Comment la musique peut-elle éclairer l’âme ? A-t-elle besoin des mots ? Peut-elle s’en passer ? L’opéra donne sa réponse : les notes éclaireront les mots (plus rarement l’inverse). György Ligeti (1923-2006) et Peter Maxwell Davies (1934-2016), réunis en un même spectacle par l’ensemble Maja, en ont une autre. La musique peut se passer des mots, elle y a même parfois tout intérêt.

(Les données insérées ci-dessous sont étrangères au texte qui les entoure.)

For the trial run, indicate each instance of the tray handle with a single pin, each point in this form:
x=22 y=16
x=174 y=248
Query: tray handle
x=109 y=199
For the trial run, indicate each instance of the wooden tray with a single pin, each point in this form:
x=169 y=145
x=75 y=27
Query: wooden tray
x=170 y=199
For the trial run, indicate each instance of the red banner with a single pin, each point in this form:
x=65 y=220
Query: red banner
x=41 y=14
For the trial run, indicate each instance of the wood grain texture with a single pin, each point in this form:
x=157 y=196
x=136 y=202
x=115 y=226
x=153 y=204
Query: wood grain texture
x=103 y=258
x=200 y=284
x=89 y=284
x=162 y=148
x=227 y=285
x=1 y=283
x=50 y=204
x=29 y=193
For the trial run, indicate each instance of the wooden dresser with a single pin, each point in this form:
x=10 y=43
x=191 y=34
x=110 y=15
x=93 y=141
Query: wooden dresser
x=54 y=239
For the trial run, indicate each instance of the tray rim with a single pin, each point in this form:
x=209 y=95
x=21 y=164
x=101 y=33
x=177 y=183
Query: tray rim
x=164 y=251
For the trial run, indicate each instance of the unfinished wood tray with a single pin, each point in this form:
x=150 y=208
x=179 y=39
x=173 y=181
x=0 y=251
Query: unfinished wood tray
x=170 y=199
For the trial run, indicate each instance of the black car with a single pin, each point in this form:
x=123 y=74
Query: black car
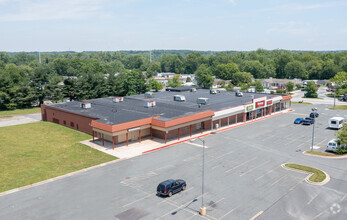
x=170 y=187
x=314 y=115
x=308 y=121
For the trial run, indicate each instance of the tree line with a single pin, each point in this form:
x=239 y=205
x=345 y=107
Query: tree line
x=25 y=81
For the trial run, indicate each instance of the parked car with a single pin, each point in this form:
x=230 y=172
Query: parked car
x=170 y=187
x=298 y=121
x=334 y=145
x=336 y=122
x=308 y=121
x=314 y=115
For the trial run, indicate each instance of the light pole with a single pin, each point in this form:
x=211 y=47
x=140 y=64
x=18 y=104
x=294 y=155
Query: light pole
x=203 y=208
x=314 y=110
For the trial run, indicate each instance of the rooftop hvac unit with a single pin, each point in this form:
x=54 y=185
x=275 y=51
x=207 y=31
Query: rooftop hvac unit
x=85 y=105
x=202 y=101
x=118 y=99
x=179 y=98
x=149 y=95
x=149 y=104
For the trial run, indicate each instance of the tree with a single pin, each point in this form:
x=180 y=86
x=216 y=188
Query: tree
x=174 y=82
x=155 y=85
x=295 y=69
x=153 y=68
x=290 y=86
x=280 y=63
x=255 y=68
x=192 y=62
x=340 y=81
x=226 y=71
x=258 y=87
x=229 y=87
x=204 y=76
x=171 y=63
x=311 y=89
x=241 y=77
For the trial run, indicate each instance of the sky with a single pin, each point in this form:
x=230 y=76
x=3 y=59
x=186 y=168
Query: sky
x=217 y=25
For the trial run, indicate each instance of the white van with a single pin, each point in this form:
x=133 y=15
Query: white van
x=333 y=145
x=336 y=122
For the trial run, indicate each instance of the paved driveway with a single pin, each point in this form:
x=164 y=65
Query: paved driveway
x=243 y=178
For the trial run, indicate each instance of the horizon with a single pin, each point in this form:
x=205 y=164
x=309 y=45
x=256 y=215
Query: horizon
x=197 y=25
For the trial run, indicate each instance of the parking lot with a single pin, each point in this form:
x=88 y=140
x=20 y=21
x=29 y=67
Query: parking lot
x=243 y=179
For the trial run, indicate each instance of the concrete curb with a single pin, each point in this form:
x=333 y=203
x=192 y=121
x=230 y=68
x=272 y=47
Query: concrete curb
x=307 y=178
x=57 y=178
x=327 y=157
x=240 y=124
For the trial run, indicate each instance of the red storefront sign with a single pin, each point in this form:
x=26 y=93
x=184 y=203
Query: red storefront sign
x=260 y=104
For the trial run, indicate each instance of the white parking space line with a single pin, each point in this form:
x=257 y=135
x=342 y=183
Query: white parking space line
x=182 y=207
x=228 y=213
x=216 y=158
x=241 y=164
x=270 y=171
x=215 y=202
x=192 y=158
x=279 y=180
x=256 y=215
x=139 y=199
x=250 y=170
x=309 y=202
x=194 y=144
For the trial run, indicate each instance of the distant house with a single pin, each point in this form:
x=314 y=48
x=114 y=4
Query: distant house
x=273 y=83
x=317 y=82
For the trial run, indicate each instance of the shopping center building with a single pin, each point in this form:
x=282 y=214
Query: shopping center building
x=166 y=115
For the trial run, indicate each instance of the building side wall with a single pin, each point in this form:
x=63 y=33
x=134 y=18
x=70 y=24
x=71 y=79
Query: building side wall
x=70 y=120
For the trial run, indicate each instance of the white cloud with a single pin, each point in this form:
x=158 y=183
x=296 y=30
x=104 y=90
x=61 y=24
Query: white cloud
x=52 y=10
x=296 y=7
x=291 y=27
x=232 y=2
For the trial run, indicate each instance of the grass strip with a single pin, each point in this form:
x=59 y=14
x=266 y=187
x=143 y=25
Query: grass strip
x=20 y=112
x=302 y=103
x=318 y=175
x=321 y=153
x=339 y=107
x=38 y=151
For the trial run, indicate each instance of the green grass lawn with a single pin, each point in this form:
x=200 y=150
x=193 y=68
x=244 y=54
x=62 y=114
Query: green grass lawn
x=38 y=151
x=339 y=107
x=302 y=103
x=8 y=113
x=318 y=175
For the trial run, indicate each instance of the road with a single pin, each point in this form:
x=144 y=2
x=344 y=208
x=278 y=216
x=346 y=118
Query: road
x=243 y=178
x=322 y=98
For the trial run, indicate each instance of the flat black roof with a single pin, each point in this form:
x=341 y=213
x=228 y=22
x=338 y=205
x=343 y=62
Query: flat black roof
x=132 y=108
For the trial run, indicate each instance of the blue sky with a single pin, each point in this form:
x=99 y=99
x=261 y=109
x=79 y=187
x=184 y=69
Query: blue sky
x=109 y=25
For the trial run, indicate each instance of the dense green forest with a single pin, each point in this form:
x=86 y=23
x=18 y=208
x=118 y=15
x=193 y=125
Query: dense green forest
x=77 y=76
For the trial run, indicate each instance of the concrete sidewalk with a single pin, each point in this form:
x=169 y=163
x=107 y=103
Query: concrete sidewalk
x=19 y=119
x=147 y=145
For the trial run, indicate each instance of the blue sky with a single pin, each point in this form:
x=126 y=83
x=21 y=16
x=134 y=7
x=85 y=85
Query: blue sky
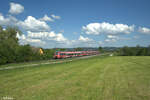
x=78 y=23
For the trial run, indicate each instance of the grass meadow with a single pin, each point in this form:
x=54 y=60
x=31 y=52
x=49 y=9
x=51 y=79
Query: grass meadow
x=96 y=78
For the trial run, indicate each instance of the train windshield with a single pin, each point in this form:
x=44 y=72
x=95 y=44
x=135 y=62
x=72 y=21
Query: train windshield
x=56 y=53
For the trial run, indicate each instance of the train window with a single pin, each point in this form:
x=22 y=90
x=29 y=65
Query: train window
x=62 y=53
x=56 y=53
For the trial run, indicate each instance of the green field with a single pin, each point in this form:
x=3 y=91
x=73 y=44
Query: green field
x=96 y=78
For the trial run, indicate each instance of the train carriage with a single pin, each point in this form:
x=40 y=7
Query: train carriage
x=69 y=54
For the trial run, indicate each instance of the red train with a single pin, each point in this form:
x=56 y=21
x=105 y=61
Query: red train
x=69 y=54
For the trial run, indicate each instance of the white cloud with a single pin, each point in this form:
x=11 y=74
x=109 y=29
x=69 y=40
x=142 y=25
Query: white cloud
x=16 y=8
x=144 y=30
x=27 y=40
x=112 y=37
x=99 y=28
x=9 y=20
x=55 y=17
x=33 y=24
x=47 y=36
x=84 y=39
x=46 y=18
x=110 y=40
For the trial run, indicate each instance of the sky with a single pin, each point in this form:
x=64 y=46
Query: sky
x=78 y=23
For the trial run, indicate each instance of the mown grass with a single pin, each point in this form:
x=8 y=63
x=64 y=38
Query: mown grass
x=97 y=78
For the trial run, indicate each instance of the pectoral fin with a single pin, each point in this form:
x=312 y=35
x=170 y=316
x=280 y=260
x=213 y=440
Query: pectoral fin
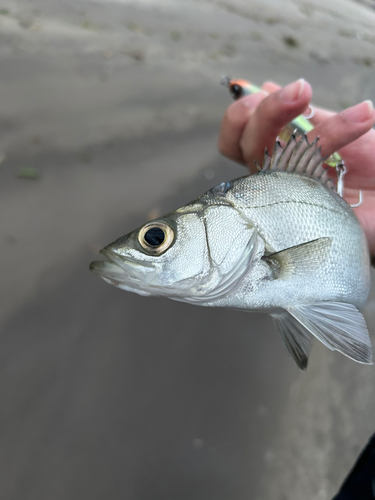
x=295 y=337
x=301 y=259
x=340 y=326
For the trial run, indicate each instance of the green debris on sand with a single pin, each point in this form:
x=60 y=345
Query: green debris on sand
x=28 y=173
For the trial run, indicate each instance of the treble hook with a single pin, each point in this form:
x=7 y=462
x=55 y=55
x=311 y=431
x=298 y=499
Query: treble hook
x=341 y=171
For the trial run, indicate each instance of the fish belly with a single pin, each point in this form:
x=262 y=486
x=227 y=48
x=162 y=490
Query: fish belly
x=289 y=210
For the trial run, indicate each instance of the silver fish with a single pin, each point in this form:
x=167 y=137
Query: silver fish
x=280 y=241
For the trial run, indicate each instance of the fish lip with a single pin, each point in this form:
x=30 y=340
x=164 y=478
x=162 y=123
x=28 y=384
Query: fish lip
x=122 y=261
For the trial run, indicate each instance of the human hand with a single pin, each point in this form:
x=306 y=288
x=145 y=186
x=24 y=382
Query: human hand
x=254 y=122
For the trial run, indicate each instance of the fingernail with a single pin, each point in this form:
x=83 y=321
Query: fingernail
x=253 y=100
x=292 y=92
x=359 y=113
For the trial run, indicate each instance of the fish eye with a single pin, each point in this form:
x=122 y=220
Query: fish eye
x=235 y=91
x=156 y=237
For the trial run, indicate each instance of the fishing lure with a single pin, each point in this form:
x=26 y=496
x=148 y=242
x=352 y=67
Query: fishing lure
x=298 y=126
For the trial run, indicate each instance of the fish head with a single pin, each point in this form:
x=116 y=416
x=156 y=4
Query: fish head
x=193 y=254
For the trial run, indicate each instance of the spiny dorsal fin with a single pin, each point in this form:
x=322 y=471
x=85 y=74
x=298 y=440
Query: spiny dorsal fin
x=300 y=157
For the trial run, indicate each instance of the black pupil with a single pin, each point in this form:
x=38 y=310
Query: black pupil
x=236 y=91
x=154 y=236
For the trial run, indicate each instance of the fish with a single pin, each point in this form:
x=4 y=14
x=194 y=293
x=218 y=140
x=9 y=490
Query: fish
x=298 y=126
x=280 y=241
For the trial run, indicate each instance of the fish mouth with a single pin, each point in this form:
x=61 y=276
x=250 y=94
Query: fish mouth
x=119 y=271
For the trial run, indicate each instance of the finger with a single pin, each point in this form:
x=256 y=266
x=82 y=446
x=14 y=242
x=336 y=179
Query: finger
x=272 y=114
x=360 y=162
x=233 y=124
x=319 y=113
x=270 y=87
x=343 y=128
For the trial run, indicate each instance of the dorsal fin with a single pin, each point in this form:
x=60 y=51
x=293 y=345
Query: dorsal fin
x=301 y=158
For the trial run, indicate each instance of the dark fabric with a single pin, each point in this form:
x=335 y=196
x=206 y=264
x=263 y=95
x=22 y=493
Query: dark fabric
x=360 y=483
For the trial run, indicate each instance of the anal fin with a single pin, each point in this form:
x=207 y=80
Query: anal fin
x=296 y=338
x=340 y=326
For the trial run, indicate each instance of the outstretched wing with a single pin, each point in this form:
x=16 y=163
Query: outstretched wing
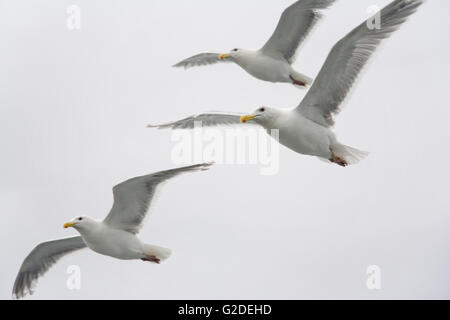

Dans Aventures (1962) puis dans Nouvelles Aventures (1965), si le texte est absent, l’expression est omniprésente, articulée entre les trois voix solistes et les sept instrumentistes. Le compositeur hongrois, en 1967, voyait les choses ainsi : « Cela m’a toujours dérangé que l’on ne puisse bien comprendre l’action d’un opéra qu’en ayant lu le livret ou au moins le résumé avant la représentation. Quiconque s’abandonne aux impressions qu’il reçoit de la scène perçoit un texte déformé par le chant, dont le sens demeure confus, et voit des actions dont il ne peut saisir ni la motivation ni le rapport. C’est pourquoi je pense depuis longtemps qu’on doit composer des pièces musicales scéniques dans lesquelles il ne serait pas indispensable de comprendre le texte mot à mot pour saisir les événements qui se produisent. Un tel texte ne devrait fixer aucune relation abstraite, mais traduire directement des émotions et des comportements, de sorte que les éléments scéniques et les actions puissent être pris pour des choses sensées au lieu des extravagances abstraites du texte ».
 

© Animata Beye

Pas de mots donc, seuls des sons qui portent en eux-mêmes, avec plus ou moins d’évidence, des expressions, des émotions qui « parlent » directement, intimement à l’auditeur. Le diptyque de Ligeti peut tout à fait se satisfaire d’une exécution en concert – même s’il est bien impossible pour les interprètes de ne pas jouer de leur corps. Ligeti précisait d’ailleurs que « ce n’est pas la musique d’un opéra qui est jouée, mais un "opéra" qui se joue à l’intérieur de la musique ». Le risque, en portant l’œuvre sur scène, est alors celui de la redondance, l’explicitation/simplification de ce que la musique propose, suggère ou insinue avec toutes les nuances possibles sur l’échelle de la subtilité. Bianca Chillemi, directrice artistique de l’Ensemble Maja, réussit son pari parce qu’elle ne met pas formellement en scène. C’est bien « un opéra à l’intérieur de la musique » qu’elle propose, c’est une interprétation musicale et visuelle de la partition – musique et « livret » indissociablement combinés.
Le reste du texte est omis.